5. Family Law: Another of wrong is family law also. In this accused can be punished under Domestic Violence Act, 2005 and Dowry Prohibition Act, 1987 other laws relating to family disputes. The suit/ case can be filed for domestic violence or any other household wrong.

 

Conclusion

The most significant factor in continued use of law to enforce patriarchal privilege is that men still control not only the legal process and the interpretation of laws, but also the subject matter and vantage point of law. If the subject matter of law is male concerns and if the perspective employed within the legal process are those of men, then women should actually have no reason to expect that mere reform of existing law will materially improve the condition of women. This is particularly true when attempts to improve the statutes of women are made through incremental reforms that are not grounded in an understand

ing of how women’s oppressions are constructed. Reforms of rape law will not materially improve the status of women when the point of rape laws is their no enforcement.

 

It has been shown that law is strictly restricted in it capacity to deliver gender justice, which in itself is contingent on the nature of law and its functioning. In this connection it is worthwhile to recall that the law itself is not a monolithic entity, which simply progresses or regresses.
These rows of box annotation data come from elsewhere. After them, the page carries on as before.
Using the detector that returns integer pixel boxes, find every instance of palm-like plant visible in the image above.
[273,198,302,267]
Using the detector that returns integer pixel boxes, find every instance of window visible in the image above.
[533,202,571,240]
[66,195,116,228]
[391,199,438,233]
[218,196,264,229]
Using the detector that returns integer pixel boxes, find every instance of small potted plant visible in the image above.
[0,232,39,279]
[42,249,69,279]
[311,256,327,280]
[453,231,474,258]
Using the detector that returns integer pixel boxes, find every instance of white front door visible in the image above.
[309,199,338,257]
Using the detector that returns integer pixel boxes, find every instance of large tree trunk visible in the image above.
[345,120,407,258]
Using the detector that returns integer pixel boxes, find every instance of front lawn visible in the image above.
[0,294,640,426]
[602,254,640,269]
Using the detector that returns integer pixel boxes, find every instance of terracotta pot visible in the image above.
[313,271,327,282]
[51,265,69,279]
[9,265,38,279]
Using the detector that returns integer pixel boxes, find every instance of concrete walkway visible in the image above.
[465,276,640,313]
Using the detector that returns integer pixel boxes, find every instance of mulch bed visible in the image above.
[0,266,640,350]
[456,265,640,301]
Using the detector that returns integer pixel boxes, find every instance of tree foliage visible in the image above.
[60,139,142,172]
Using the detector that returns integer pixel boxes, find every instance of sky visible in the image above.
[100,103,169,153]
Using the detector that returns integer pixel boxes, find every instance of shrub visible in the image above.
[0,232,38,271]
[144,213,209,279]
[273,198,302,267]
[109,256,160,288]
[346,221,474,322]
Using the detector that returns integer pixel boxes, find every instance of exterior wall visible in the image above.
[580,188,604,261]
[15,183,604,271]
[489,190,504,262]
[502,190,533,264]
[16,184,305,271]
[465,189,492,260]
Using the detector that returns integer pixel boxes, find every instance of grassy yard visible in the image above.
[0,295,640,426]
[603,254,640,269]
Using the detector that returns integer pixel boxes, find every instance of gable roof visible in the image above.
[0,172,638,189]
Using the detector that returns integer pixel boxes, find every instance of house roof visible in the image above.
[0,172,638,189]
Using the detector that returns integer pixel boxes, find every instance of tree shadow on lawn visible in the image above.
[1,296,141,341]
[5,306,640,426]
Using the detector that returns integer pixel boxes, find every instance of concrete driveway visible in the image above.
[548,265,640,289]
Historically, the development of law has been an uneven one. That is to say, more than not, what law promises on paper cannot carry through in reality. That is why law-as-legislation and law-in-practice are most of the time in contradiction with each other. To cite an example, the Indian constitution explicitly enshrines formal equality for women. However, the lives and experiences of India women relentlessly continue to be characterized by substantive inequality, inequity and discrimination.

 

Gender justice may not be then that much of a caste in the sky. Finally, one must at least clearly suggest what ought to be done. The present feminist analysis is such a modest endeavour which not only attempts to understand the reality but also tries to explain how to change it.

 

“Fight for gender equality is not a fight against men. It is a fight against traditions that have chained them – a fight against attitudes that are ingrained in the society – it is a fight against system – a fight against proverbial laxshman Rekha which is different for men and different for women. The society must rise to the occasion. It must recognize & accept fact that men and women are equal partners in life. They are individual who have their own identity”.